Role of Cand2 in cardiac pathophysiology

Cand2 在心脏病理生理学中的作用

• 批准号: 455752792
• 负责人: Professor Dr. Mirko Völkers
• 金额: --
• 依托单位: Klinik für Kardiologie, Angiologie und Pulmologie
• 依托单位国家: 德国
• 项目类别: Research Grants
• 资助国家: 德国
• 项目状态: 未结题
• 来源: https://gepris.dfg.de/gepris/projekt/455752792?language=en
• 关键词: Role; Cand2; cardiac; pathophysiology

Pathological cardiac hypertrophy predisposes to the development of heart failure (HF) and is frequently a consequence of ventricular pressure overload, myocardial infarction, or inherited cardiomyopathies. Pathological hypertrophy is associated with strong increases in protein synthesis that lead to enlargement of the heart within days after pressure overload.The mechanistic Target of Rapamycin Complex 1 (mTORC1) is a master regulator of protein synthesis. Importantly, previous studies have emphasized the central role of mTORC1 for translational regulation and for HF development and progression. mTORC1 activation enhances mRNA translation by induction of rRNA transcription, stimulation of ribosomal protein biosynthesis, by phosphorylation of translation initiation factors, but also controls translational of specific networks of mRNAs that are required to stress adaptation. The mTORC1-dependent induction of cellular remodeling underlines its significance in HF and importance as a therapeutic target. Since a pharmacological inhibitor of mTOR, rapamycin, improves cardiac function, but also causes side effects it is a great of importance to identify specific mTORC1 targets for innovative treatment options. A newly developed experimental procedure has been used to perform a cardiac myocyte genome-wide analysis of mTORC1-dependent post-transcriptional gene expression control at the level of mRNA translation. This approach identified Cullin-associated NEDD8-dissociated protein 2 (Cand2) as a translationally upregulated gene dependent on the activity of mTORC1 during pathological stress both in vitro and in vivo. Cand2 is a muscle specific protein, but its function in differentiated cardiac myocytes is still unknown. The overall goal of this proposal is to delineate the critical importance of the mTORC1-dependent translational control of Cand2 expression during pathological cell growth with significant impact on cardiac function. Specific aims are designed to comprehensively understand Cand2 expression regulation and its contribution to HF, both in vitro in cultured cardiac myocytes and in vivo in adult murine hearts. We aim to characterize the molecular mechanisms of mTORC1-dependent translational control of Cand2 expression during pathological cell growth. We propose that cellular remodeling and cardiac function is regulated by Cand2 expression and we will develop therapeutic strategies. In the last aim, we will define the molecular function of Cand2.

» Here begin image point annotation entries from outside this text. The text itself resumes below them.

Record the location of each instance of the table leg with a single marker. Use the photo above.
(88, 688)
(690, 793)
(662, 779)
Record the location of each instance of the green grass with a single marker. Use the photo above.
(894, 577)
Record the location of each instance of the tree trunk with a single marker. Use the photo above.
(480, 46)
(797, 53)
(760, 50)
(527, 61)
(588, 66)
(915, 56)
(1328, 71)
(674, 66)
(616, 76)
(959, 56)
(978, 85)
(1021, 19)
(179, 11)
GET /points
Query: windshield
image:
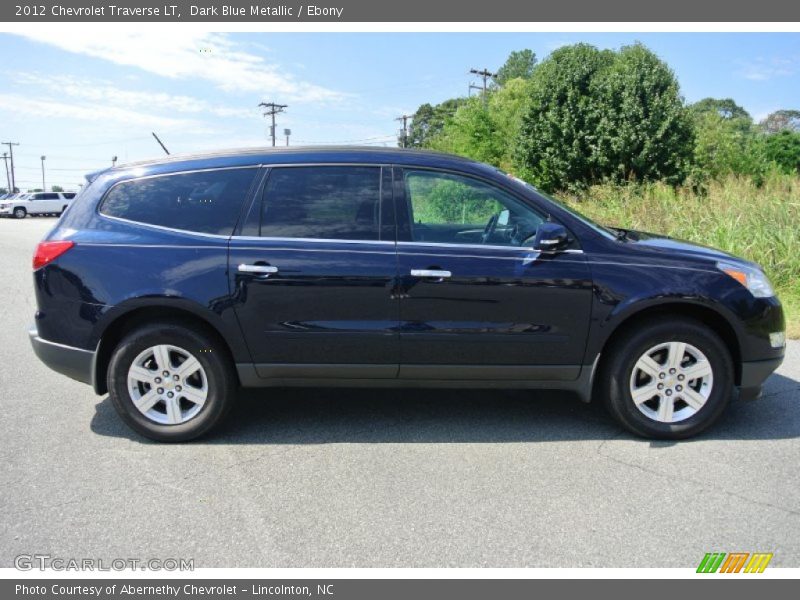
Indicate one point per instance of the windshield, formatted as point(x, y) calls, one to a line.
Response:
point(601, 229)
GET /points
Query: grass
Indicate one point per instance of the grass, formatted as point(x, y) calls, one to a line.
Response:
point(761, 224)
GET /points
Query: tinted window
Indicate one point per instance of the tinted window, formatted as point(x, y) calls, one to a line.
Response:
point(451, 209)
point(322, 202)
point(206, 201)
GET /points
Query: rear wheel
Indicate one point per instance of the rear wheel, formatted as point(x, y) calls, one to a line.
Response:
point(667, 380)
point(171, 382)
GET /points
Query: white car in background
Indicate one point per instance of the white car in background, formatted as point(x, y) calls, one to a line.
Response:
point(36, 204)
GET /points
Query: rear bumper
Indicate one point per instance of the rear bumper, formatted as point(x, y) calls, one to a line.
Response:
point(754, 373)
point(75, 363)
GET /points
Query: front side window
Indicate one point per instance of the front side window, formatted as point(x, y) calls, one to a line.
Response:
point(203, 201)
point(452, 209)
point(339, 203)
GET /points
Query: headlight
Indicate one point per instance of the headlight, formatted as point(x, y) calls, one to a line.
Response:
point(751, 278)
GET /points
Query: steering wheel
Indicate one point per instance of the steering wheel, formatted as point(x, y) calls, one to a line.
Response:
point(488, 231)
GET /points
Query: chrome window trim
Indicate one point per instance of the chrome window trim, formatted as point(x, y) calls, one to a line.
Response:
point(250, 238)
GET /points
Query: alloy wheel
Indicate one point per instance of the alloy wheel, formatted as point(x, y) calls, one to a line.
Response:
point(167, 384)
point(671, 382)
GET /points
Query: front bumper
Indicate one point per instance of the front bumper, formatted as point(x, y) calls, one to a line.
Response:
point(754, 373)
point(75, 363)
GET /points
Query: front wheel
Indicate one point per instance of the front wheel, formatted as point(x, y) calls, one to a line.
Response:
point(667, 380)
point(171, 382)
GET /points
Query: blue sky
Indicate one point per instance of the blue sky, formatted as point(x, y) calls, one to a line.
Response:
point(79, 99)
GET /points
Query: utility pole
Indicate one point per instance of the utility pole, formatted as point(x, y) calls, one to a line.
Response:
point(485, 74)
point(8, 178)
point(405, 119)
point(272, 109)
point(11, 153)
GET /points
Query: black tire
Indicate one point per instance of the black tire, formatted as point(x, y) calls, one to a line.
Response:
point(213, 358)
point(615, 377)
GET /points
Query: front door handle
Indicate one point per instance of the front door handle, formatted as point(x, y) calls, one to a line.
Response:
point(266, 270)
point(435, 273)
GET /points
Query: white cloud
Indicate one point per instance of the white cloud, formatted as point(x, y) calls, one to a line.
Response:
point(95, 91)
point(763, 69)
point(224, 63)
point(44, 109)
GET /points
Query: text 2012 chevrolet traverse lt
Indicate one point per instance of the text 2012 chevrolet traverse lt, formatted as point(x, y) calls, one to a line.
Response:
point(168, 284)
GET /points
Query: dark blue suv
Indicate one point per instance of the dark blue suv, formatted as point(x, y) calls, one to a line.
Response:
point(169, 284)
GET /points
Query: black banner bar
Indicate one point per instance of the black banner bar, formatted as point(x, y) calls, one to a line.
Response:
point(407, 11)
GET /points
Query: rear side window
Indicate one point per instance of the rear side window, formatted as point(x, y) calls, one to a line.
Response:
point(204, 201)
point(342, 203)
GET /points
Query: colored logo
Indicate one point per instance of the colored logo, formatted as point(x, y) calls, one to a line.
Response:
point(735, 562)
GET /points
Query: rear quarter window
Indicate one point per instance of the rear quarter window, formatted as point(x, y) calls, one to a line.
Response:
point(203, 201)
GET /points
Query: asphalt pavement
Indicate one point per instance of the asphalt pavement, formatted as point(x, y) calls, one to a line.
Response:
point(382, 478)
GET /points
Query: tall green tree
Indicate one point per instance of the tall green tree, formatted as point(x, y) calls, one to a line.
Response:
point(644, 132)
point(557, 143)
point(485, 131)
point(783, 150)
point(725, 108)
point(520, 64)
point(428, 121)
point(782, 120)
point(595, 115)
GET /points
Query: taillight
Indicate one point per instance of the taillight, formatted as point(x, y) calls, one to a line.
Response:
point(47, 252)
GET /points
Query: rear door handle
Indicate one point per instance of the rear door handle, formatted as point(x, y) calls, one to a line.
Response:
point(258, 269)
point(435, 273)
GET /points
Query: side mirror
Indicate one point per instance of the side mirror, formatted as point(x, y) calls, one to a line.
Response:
point(550, 237)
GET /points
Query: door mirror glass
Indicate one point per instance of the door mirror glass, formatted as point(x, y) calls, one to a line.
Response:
point(550, 237)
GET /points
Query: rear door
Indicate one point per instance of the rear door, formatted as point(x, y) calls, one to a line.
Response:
point(477, 301)
point(312, 274)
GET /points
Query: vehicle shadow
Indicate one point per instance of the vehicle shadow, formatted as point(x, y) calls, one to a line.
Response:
point(320, 416)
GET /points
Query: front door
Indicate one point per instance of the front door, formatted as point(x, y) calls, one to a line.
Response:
point(312, 282)
point(477, 302)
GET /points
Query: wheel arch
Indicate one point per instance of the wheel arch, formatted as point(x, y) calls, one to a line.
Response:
point(122, 323)
point(710, 317)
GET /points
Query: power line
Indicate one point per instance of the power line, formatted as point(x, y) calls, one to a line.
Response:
point(160, 143)
point(272, 109)
point(404, 119)
point(11, 153)
point(8, 177)
point(485, 74)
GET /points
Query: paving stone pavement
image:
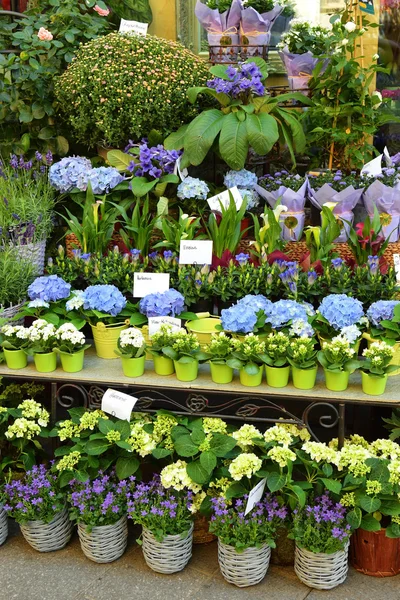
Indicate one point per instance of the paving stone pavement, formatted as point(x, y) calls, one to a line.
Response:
point(68, 575)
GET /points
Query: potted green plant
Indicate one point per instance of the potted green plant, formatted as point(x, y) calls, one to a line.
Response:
point(302, 355)
point(132, 350)
point(220, 350)
point(375, 368)
point(338, 360)
point(248, 358)
point(276, 359)
point(70, 345)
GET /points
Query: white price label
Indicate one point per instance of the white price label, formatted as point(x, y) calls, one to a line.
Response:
point(118, 404)
point(255, 496)
point(149, 283)
point(195, 252)
point(156, 322)
point(223, 198)
point(133, 27)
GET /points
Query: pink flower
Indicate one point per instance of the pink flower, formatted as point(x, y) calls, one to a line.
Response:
point(45, 35)
point(103, 12)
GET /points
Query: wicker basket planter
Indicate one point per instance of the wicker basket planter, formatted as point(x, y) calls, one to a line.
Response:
point(169, 556)
point(321, 571)
point(47, 537)
point(105, 543)
point(246, 568)
point(3, 525)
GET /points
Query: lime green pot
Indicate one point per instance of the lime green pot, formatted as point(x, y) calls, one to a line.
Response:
point(72, 363)
point(304, 379)
point(277, 376)
point(163, 365)
point(373, 385)
point(45, 363)
point(133, 367)
point(186, 371)
point(336, 382)
point(15, 359)
point(221, 373)
point(251, 380)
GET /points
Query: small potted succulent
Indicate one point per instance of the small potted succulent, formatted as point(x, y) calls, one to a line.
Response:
point(70, 345)
point(132, 350)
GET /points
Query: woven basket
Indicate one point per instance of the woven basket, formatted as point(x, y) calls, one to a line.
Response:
point(246, 568)
point(321, 571)
point(3, 525)
point(169, 556)
point(105, 543)
point(47, 537)
point(201, 532)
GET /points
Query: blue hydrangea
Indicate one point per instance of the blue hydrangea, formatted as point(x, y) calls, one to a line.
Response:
point(49, 288)
point(381, 311)
point(241, 179)
point(69, 173)
point(104, 298)
point(284, 311)
point(341, 310)
point(166, 304)
point(238, 319)
point(193, 188)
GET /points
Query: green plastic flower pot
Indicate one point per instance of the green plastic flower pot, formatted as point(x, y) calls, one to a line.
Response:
point(163, 365)
point(304, 379)
point(336, 382)
point(45, 363)
point(15, 359)
point(372, 385)
point(277, 376)
point(72, 363)
point(251, 380)
point(133, 367)
point(186, 371)
point(221, 373)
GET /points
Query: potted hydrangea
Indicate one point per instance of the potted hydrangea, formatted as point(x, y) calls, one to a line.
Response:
point(14, 339)
point(220, 350)
point(167, 525)
point(99, 508)
point(338, 360)
point(248, 358)
point(302, 356)
point(132, 350)
point(70, 345)
point(276, 359)
point(42, 338)
point(37, 504)
point(245, 538)
point(322, 535)
point(375, 368)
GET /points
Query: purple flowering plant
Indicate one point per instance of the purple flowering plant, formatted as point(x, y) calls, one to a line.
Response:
point(254, 530)
point(100, 501)
point(162, 511)
point(35, 497)
point(321, 526)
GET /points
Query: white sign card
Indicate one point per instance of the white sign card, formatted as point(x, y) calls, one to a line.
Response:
point(223, 197)
point(195, 252)
point(255, 495)
point(133, 27)
point(156, 322)
point(149, 283)
point(118, 404)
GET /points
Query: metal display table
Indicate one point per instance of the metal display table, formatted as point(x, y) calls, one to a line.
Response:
point(202, 397)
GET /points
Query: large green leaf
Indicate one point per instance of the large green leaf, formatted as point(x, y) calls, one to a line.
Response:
point(262, 132)
point(233, 142)
point(201, 133)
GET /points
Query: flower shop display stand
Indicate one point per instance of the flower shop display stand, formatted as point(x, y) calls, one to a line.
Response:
point(202, 397)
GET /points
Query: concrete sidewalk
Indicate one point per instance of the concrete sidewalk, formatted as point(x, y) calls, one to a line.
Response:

病理性心脏肥大易导致心力衰竭（HF）的发生，通常是心室压力超负荷、心肌梗死或遗传性心肌病的结果。病理性肥大与蛋白质合成的强烈增加有关，导致压力超负荷后数天内心脏增大。雷帕霉素复合物1（mTORC 1）的机械靶标是蛋白质合成的主要调节剂。重要的是，以前的研究强调了mTORC1在翻译调控和HF发展和进展中的核心作用。mTORC 1激活通过诱导rRNA转录、刺激核糖体蛋白生物合成、通过翻译起始因子磷酸化来增强mRNA翻译，而且还控制应激适应所需的特定mRNA网络的翻译。mTORC1依赖性诱导细胞重塑强调了其在HF中的意义和作为治疗靶点的重要性。由于mTOR的药理学抑制剂雷帕霉素可改善心脏功能，但也会引起副作用，因此确定特定的mTORC1靶点以用于创新治疗方案非常重要。一个新开发的实验程序已被用来进行心肌细胞全基因组分析的mTORC1依赖的转录后基因表达控制在mRNA翻译的水平。该方法鉴定了Cullin相关的NEDD8解离蛋白2（Cand2）作为在体外和体内病理应激期间依赖于mTORC 1活性的特异性上调基因。Cand2是一种肌肉特异性蛋白，但其在分化的心肌细胞中的功能尚不清楚。本提案的总体目标是阐明病理细胞生长过程中Cand2表达的mTORC1依赖性翻译控制对心脏功能的重要性。具体的目的是全面了解Cand2的表达调控及其对HF的贡献，无论是在体外培养的心肌细胞和体内成年小鼠心脏。我们的目的是表征mTORC1依赖的Cand2表达在病理细胞生长的翻译控制的分子机制。 我们提出细胞重塑和心脏功能受Cand2表达的调节，我们将开发治疗策略。最后，我们将确定Cand2的分子功能。